Capturing the energy in The Showbox SoDo is a difficult task. The venue’s high ceiling stretches for a great distance overhead, and without the proper performance, momentum can dissipate from front to back. Luckily, Run the Jewels are nothing if not seasoned performers. From El-P’s first project, Company Flow, to Killer Mike’s earliest Outkast features, the duo have copious experience working at the highest levels and collectively, they possess the sort of grizzled confidence only gained through years of industry survival.Perhaps this is why their moniker is so fitting. After years spent knocking on fame’s front door, Run the Jewels represents the moment both El and Mike decided to simply go around the side, smash the windows in with nothing but vicious rhymes, grab the jewels of fortune and respect, and tip-toe out the back as the new Robin Hoods of rap. Now touring on their third successful album, the undead hands that rotted on their first album cover and healed on their second have become gold on their third, emblemizing the resurgence and new life the project has given each of their careers. Run the Jewels are now using that distinct restorative power to give audiences around the world a beacon of hope during the bleakest of times.
“El-P and Killer Mike hand picked all the artists you’ll hear tonight,” extolled producer The Gaslamp Killer. “There were no agents or managers or any of that bullshit. Just friends who’ve been doing this together for a long time.” At that moment fellow producer and opening act Nick Hook rushed back onto the stage to give The Gaslamp Killer a big bear hug in an act that summed up the group feeling between the Run the Jewels’ openers, Nick Hook, CUZ, Gangsta Boo, and The Gaslamp Killer.

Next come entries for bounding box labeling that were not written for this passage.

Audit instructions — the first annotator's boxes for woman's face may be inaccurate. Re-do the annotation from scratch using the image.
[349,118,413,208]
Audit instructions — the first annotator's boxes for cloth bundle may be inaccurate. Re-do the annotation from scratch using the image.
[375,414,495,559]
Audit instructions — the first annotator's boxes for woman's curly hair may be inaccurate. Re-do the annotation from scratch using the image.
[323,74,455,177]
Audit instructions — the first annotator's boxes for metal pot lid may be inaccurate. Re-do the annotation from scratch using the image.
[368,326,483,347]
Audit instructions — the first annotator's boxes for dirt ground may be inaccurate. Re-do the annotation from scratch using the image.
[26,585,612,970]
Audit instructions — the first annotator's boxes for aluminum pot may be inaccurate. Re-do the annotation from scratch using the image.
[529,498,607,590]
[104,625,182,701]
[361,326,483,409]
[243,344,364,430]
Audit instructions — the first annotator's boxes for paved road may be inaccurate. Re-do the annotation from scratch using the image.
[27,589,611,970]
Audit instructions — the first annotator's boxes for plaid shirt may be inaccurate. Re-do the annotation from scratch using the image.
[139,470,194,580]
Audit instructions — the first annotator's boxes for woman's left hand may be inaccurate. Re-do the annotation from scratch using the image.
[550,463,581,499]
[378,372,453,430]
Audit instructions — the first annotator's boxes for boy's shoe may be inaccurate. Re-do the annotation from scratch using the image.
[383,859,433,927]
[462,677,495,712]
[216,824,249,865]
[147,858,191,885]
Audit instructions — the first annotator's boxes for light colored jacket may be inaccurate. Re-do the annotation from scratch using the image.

The more the night went on, the more the opening sets started to feel less like an individual performance than a collective manifesto highlighted by each artists’ specific talents. Nick Hook laid the groundwork with urgent, crowd-hyping beats (even building one from scratch with a member from the audience). CUZ showcased a new generations’ perspective through gritty rhymes that proved once more why Atlanta is currently hip hop’s most important city. Gangsta Boo reminded the audience both literally and through her two decades long brilliant catalogue of songs that women still reign supreme (or in her words that “pussy is power.”) And Gaslamp Killer brought the whole presentation together with a blistering dj set that combined every genre in an inclusive and devastatingly fun combination of tunes. If Run the Jewels are hip hop’s Robin Hood, their openers were an updated version of the Merry Men (one that’s thankfully not all men and not so merry.) Each artist possessed enough talent to get the job done alone, but their combined efforts were all the more powerful for the groups’ sense of teamwork and comradery.
Nick Hook:
The Gaslamp Killer:
Gangsta Boo:
But if the openers indulged the audience’s hunger for no-holds-barred rhymes and clever but earth-shaking beats, they only increased the general appetite for Run the Jewels’ main course of hits. By the time the duo took the stage (to their usual tune of Queen’s “We Are the Champions”) the frenzied crowd had reached a fever pitch. Fortunately, the rappers wasted no time in uncorking that pressure with a stream of high-octane, industrial style bangers from their second and third albums, both of which tend to cover more serious political and sociological ground. The duo wasted no time in addressing police brutality with songs like “Early” and “Don’t Get Captured” and political corruption with “Lie, Cheat, Steal” and “Talk to Me” while still mixing in braggadocious love songs “Panther like a Panther” and “Love Again” to balance the mood.
With that combination of confidence and mirth in the face of harrowing subject matter, a Run the Jewels show can feel like an alternate universe where Killer Mike’s tireless campaigning actually pushed Bernie Sanders over the top for presidency. In this world, incarcerations for petty weed possession are down and jail time for big time banking fraud is up. In this world, love (in all its forms) is openly celebrated and repression—whether state or church sanctioned—is banished. And in the world, El and Mike can make an entire album out of nothing but cat sounds, call it Meow the Jewels, and donate all proceeds to victims of police brutality. But, alas, for the most part (at least Meow the Jewels is real), this is not our world—a fact for which the two performers are keenly aware. With their last album more somber and introspective than ever and their live show peppered with words of encouragement to a politically disenchanted audience, the tone has changed. Killer Mike and El-P are still the same lovable deviants they always were, but now when “We are the Champions” welcomes them to the stage, the words that resonate most aren’t Freddy Mercury’s declarations of victory, but the notes of resiliency as he belts “We’ll keep on fighting till the end.”